Now, we need to add another controller method to handle post request from the registration page. We will also log in user after a successful registration. So, we need to add an AuthenticationManager Bean for manual login. Update the SecurityContext :
@Configuration
@EnableWebSecurity
public class SecurityConfig {
private final CustomUserDetailsService userDetailsService;
public SecurityConfig(CustomUserDetailsService userDetailsService) {
this.userDetailsService = userDetailsService;
}
/../
@Bean
public AuthenticationManager authenticationManager(HttpSecurity http, NoOpPasswordEncoder noOpPasswordEncoder)
throws Exception {
AuthenticationManagerBuilder authenticationManagerBuilder = http.getSharedObject(AuthenticationManagerBuilder.class);
authenticationManagerBuilder.userDetailsService(userDetailsService).passwordEncoder(noOpPasswordEncoder);
return authenticationManagerBuilder.build();
}
/../
}Then add new controller method to AuthController :
package com.example.springmvcdemo.controllers;
import com.example.springmvcdemo.model.User;
import com.example.springmvcdemo.services.UserService;
import jakarta.servlet.http.HttpServletRequest;
import jakarta.servlet.http.HttpServletResponse;
import jakarta.servlet.http.HttpSession;
import org.springframework.security.authentication.AuthenticationManager;
import org.springframework.security.authentication.UsernamePasswordAuthenticationToken;
import org.springframework.security.core.Authentication;
import org.springframework.security.core.context.SecurityContext;
import org.springframework.security.core.context.SecurityContextHolder;
import org.springframework.security.web.context.HttpSessionSecurityContextRepository;
import org.springframework.stereotype.Controller;
import org.springframework.ui.Model;
import org.springframework.web.bind.annotation.ModelAttribute;
import org.springframework.web.bind.annotation.RequestMapping;
import org.springframework.web.bind.annotation.RequestMethod;
@Controller
@RequestMapping("")
public class AuthController {
private final UserService userService;
private final AuthenticationManager authenticationManager;
public AuthController(UserService userService, AuthenticationManager authenticationManager) {
this.userService = userService;
this.authenticationManager = authenticationManager;
}
/../
@RequestMapping(value = "/register",method = RequestMethod.GET)

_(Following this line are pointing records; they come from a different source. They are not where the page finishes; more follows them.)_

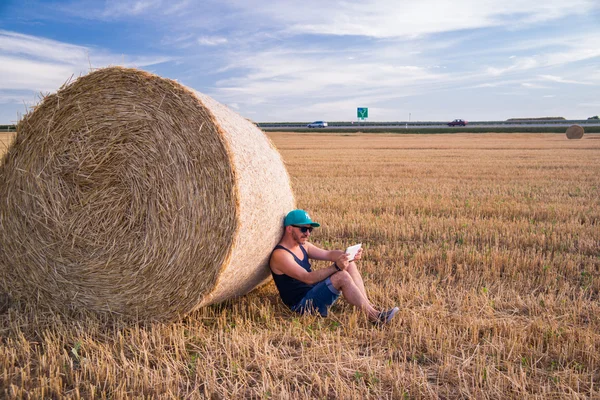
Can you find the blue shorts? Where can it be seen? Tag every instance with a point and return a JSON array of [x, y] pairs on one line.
[[319, 298]]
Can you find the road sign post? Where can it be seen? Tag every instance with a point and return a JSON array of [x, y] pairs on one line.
[[362, 113]]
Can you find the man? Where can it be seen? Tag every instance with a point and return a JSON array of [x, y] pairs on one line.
[[304, 290]]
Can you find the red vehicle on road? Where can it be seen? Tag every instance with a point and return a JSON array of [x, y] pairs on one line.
[[458, 122]]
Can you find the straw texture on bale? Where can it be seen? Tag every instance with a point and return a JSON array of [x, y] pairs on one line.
[[575, 132], [128, 193]]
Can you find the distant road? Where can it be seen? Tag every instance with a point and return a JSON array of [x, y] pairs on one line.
[[431, 125]]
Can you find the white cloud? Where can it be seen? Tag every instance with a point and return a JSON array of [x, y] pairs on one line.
[[533, 85], [41, 65], [389, 18], [212, 40], [559, 79]]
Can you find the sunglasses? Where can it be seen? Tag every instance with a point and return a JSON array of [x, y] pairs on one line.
[[304, 229]]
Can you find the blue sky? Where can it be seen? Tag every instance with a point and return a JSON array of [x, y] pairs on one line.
[[432, 60]]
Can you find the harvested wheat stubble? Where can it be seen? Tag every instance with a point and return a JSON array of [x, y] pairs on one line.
[[128, 193], [575, 132]]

public String register(HttpServletRequest request, HttpServletResponse response, Model model){
User user = new User();
model.addAttribute("user",user);
return "register";
}
@RequestMapping(value = "/register",method = RequestMethod.POST)
public String createNewUser(HttpServletRequest request, HttpServletResponse response, @ModelAttribute("user")User user){
try {
user.setRole("USER");
User newUser = userService.createUser(user);
if(newUser == null){
return "redirect:/register?error";
}
Authentication authentication = authenticationManager.authenticate(new UsernamePasswordAuthenticationToken(user.getEmail(),user.getPassword()));
SecurityContext securityContext = SecurityContextHolder.getContext();
securityContext.setAuthentication(authentication);
HttpSession session = request.getSession(true);
session.setAttribute(HttpSessionSecurityContextRepository.SPRING_SECURITY_CONTEXT_KEY,securityContext);
return "redirect:/";
} catch (Exception e){
return "redirect:/register?error";
}
}
/../
}Now save and run the application. You will be able to register new user.